Hungarian 482 Virus
Virus Name: Hungarian 482
Aliases:
V Status: Rare
Discovered: June, 1991
Symptoms: .COM file growth; TSR; no change in total system and
available memory
Origin: Hungary
Eff Length: 482 Bytes
Type Code: PRsCK - Parasitic Resident .COM Infector
Detection Method: Sweep, AVTK, ViruScan, F-Prot, ChAV,
NAV, IBMAV, NAVDX, VAlert, PCScan,
NShld, LProt, Sweep/N, Innoc, NProt, AVTK/N, NAV/N,
IBMAV/N
Removal Instructions: Delete infected files
General Comments:
The Hungarian 482 virus was isolated in Hungary in June, 1991 by
Dr. Szegedi Imre. This virus is a memory resident infector of
.COM programs, including COMMAND.COM.
The first time a program infected with Hungarian 482 is executed,
the virus will install itself as a low system memory TSR, hooking
interrupt 21. Unlike with most viruses which use TSRs for memory
residency, the DOS CHKDSK program will report no change in total
system memory or available free memory. However, interrupt 12's
return will have been moved. The TSR is in low available system
memory, and the virus will prevent its TSR from being overwritten.
After Hungarian 482 is memory resident, it will infect .COM
programs, other than very small ones, as they are executed.
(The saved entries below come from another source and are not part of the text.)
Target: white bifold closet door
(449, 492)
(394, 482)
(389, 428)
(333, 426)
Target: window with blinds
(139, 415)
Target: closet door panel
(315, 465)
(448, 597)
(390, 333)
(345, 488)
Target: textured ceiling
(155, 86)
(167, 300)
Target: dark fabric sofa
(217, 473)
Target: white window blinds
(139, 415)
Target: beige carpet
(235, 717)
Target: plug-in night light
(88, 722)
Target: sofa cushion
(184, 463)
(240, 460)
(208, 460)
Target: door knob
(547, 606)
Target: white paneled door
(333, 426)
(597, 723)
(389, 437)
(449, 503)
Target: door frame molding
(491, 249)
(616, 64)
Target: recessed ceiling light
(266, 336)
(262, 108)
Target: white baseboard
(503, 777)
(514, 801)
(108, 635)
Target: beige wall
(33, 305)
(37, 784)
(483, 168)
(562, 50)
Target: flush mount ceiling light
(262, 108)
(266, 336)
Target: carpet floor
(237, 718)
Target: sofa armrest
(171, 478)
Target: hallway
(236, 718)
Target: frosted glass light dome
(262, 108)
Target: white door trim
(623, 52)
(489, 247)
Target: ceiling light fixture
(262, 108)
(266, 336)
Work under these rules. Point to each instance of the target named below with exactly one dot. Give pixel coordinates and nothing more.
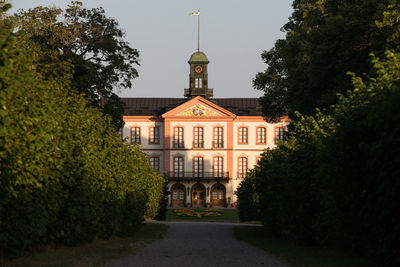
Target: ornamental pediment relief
(198, 111)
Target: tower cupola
(198, 77)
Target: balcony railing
(215, 175)
(218, 144)
(241, 175)
(198, 144)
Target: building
(203, 146)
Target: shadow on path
(199, 244)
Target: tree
(86, 43)
(324, 40)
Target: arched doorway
(218, 193)
(178, 195)
(198, 195)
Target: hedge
(335, 182)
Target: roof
(157, 106)
(198, 57)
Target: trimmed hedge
(335, 182)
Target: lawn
(92, 254)
(297, 255)
(229, 215)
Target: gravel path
(199, 244)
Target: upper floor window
(178, 166)
(135, 135)
(218, 166)
(279, 134)
(243, 135)
(218, 137)
(261, 135)
(198, 137)
(198, 167)
(154, 137)
(198, 83)
(178, 137)
(242, 168)
(155, 163)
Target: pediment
(198, 110)
(199, 107)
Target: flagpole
(198, 32)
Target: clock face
(198, 69)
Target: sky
(233, 34)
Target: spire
(198, 77)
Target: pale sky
(233, 34)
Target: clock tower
(198, 77)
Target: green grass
(92, 254)
(297, 255)
(230, 216)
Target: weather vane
(198, 27)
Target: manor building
(203, 146)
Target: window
(178, 137)
(261, 135)
(154, 135)
(218, 167)
(218, 137)
(155, 163)
(279, 134)
(242, 170)
(198, 137)
(198, 83)
(243, 133)
(135, 135)
(198, 167)
(178, 166)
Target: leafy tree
(65, 175)
(87, 43)
(324, 40)
(335, 181)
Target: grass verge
(295, 254)
(230, 216)
(94, 253)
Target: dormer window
(198, 83)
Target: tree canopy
(324, 40)
(86, 43)
(66, 176)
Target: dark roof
(158, 106)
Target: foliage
(335, 181)
(87, 43)
(324, 39)
(198, 214)
(162, 210)
(66, 177)
(248, 199)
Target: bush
(336, 180)
(248, 200)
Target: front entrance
(218, 193)
(198, 195)
(178, 195)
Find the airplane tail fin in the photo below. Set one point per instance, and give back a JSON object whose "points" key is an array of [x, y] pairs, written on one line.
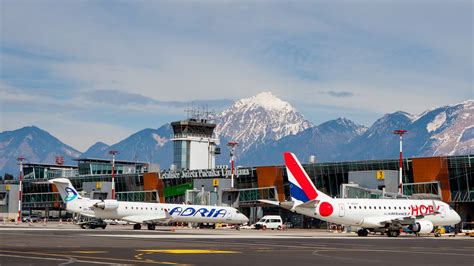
{"points": [[66, 189], [302, 189]]}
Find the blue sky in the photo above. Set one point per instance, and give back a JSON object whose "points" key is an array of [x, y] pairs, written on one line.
{"points": [[60, 60]]}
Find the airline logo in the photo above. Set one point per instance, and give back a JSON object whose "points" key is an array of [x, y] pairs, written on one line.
{"points": [[422, 209], [301, 187], [71, 194], [201, 212]]}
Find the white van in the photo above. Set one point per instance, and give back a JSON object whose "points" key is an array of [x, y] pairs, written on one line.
{"points": [[270, 222]]}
If
COMMAND.COM is executed, it will become infected. Infected .COM
programs will increase in size by 482 bytes with the virus being
located at the end of the infected file. There will be no change
in the file date and time in the disk directory.
Due to a bug in the Hungarian 482 code, it is possible that .EXE
programs may become infected, though this will happen very rarely.
Hungarian 482 does not do anything besides replicate.